In BriefChina is searching for a uniquely qualified radio astronomer to run the newly constructed FAST telescope in southern China. Once it is operational, the telescope is expected to generate data about dark matter, dark energy, and unexpected data, too.
Wanted: Expert For FAST
China is offering a salary of about $1.2 million annually to run the biggest radio telescope in the world, located in a remote area of southern China. The telescope, called the Five hundred-meter Aperture Spherical Telescope (FAST), is almost twice the size of the nearest comparable facility in the world: the Arecibo radio telescope in Puerto Rico, which is operated by the U.S.
The South China Morning Post says that China is searching for a foreigner to run FAST because no Chinese astronomer has ever run a facility of of its complexity and size. The position has been advertised since May, but thus far no qualified applicants have applied. This is explained in part by the stringent requirements that accompany the post, which include a minimum of 20 years of experience in the field, a professorship or equally senior role in a world-class university or research institute, and a previous leading role with extensive managerial experience on a large-scale radio telescope project.
Texas A&M University astronomer Nick Suntzeff, who worked on the dark energy discovery and is part of the team overseeing construction in Chile of the optical Giant Magellan Telescope, told Ars Technica that there are around 40 or so astronomers worldwide who meet those qualifications. Radio astronomy is relatively small compared to other astronomy disciplines.
FAST: Huge Potential
Another reason for the difficulty in filling the role may be that American scientists are not entirely convinced of FAST’s potential. Compared to the similar Arecibo radio telescope, FAST has an effective size of 400 meters — one-third larger than Arecibo’s 300 meters. However, Arecibo can also transmit radio waves to identify near-Earth asteroids and other targets, whereas FAST is solely a passive instrument, designed to pick up signals — potentially from alien civilizations.
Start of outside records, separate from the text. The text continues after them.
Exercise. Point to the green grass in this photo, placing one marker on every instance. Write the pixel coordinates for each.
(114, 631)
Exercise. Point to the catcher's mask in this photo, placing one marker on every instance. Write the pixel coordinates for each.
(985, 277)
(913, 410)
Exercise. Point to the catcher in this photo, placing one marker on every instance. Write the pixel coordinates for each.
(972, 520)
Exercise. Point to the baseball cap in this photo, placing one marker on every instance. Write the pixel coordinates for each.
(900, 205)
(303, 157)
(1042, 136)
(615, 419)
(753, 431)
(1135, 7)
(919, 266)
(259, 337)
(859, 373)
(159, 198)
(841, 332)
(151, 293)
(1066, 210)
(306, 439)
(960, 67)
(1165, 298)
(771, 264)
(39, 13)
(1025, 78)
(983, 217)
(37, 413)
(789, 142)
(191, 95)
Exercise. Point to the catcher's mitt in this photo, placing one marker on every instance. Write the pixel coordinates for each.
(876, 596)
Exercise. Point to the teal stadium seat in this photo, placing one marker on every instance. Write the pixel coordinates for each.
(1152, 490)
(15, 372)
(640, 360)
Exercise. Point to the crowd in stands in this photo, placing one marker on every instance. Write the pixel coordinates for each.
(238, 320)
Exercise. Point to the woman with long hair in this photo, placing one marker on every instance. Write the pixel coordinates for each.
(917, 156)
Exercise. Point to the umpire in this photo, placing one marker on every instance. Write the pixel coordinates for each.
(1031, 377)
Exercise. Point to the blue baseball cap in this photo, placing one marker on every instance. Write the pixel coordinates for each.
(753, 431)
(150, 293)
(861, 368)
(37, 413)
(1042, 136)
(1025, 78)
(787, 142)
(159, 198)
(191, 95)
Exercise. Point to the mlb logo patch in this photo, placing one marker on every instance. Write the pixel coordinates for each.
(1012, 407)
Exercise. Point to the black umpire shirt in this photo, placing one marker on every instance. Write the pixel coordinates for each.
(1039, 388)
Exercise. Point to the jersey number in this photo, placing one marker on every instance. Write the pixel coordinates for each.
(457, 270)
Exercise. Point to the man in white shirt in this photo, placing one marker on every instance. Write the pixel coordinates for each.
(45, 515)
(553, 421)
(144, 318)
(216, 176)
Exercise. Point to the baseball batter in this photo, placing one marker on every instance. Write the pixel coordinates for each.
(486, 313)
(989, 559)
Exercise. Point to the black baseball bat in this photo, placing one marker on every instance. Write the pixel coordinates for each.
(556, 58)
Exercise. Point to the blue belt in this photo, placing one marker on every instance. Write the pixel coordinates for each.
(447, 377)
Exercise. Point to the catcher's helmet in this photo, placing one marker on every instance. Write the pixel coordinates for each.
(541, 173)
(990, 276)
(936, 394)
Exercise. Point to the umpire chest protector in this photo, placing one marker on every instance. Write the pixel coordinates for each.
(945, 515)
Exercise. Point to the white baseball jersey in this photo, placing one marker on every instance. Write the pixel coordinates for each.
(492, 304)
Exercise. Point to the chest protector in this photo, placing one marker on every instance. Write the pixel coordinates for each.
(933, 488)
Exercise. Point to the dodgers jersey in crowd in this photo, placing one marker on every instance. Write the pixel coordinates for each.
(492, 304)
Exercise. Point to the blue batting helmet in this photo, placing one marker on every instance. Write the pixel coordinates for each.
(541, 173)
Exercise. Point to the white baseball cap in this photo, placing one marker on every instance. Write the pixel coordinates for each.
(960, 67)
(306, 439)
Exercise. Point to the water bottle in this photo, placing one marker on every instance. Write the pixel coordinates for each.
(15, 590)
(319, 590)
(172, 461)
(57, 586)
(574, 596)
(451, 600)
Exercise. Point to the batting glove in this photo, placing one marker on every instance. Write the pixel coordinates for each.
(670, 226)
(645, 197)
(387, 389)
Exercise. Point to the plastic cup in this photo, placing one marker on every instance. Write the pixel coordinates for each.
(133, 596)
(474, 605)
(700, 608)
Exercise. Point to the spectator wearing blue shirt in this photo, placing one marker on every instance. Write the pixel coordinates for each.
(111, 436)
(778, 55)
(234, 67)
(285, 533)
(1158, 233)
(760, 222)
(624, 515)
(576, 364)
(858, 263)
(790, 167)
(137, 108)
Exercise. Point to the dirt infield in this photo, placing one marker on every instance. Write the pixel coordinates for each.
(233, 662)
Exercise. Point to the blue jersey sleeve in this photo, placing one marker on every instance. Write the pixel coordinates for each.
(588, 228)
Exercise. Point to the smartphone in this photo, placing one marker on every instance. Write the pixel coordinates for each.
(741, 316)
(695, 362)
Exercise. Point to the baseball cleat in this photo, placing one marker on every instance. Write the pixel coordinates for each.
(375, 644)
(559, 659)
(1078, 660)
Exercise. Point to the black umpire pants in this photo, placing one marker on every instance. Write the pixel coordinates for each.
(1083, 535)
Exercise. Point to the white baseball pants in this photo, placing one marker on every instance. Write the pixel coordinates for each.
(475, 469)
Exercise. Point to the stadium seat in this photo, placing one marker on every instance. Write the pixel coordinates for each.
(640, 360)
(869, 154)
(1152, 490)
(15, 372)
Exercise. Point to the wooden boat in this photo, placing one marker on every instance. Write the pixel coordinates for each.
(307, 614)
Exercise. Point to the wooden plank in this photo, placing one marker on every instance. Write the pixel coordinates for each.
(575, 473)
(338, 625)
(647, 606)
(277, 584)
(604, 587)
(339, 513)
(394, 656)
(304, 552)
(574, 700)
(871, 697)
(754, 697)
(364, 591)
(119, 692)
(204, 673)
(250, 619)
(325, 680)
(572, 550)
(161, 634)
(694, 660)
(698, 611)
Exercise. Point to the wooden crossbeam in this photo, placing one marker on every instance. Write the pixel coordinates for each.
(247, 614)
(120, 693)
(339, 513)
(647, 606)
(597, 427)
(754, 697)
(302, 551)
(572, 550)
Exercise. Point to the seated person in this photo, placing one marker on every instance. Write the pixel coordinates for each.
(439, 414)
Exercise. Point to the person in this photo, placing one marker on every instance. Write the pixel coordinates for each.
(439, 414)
Still, FAST does have tremendous scientific potential. Once its up and running, it’s likely to yield some interesting data. Since its located at a very quiet radio site, and is the world’s largest filled-aperture telescope, these conditions mean it will offer far more surveying speed and raw sensitivity than Arecibo. It will also cover two or three times more sky than Arecibo does. With this much more enhancement all around, FAST is likely to generate data about known mysteries like dark energy and dark matter, as well as unexpected discoveries.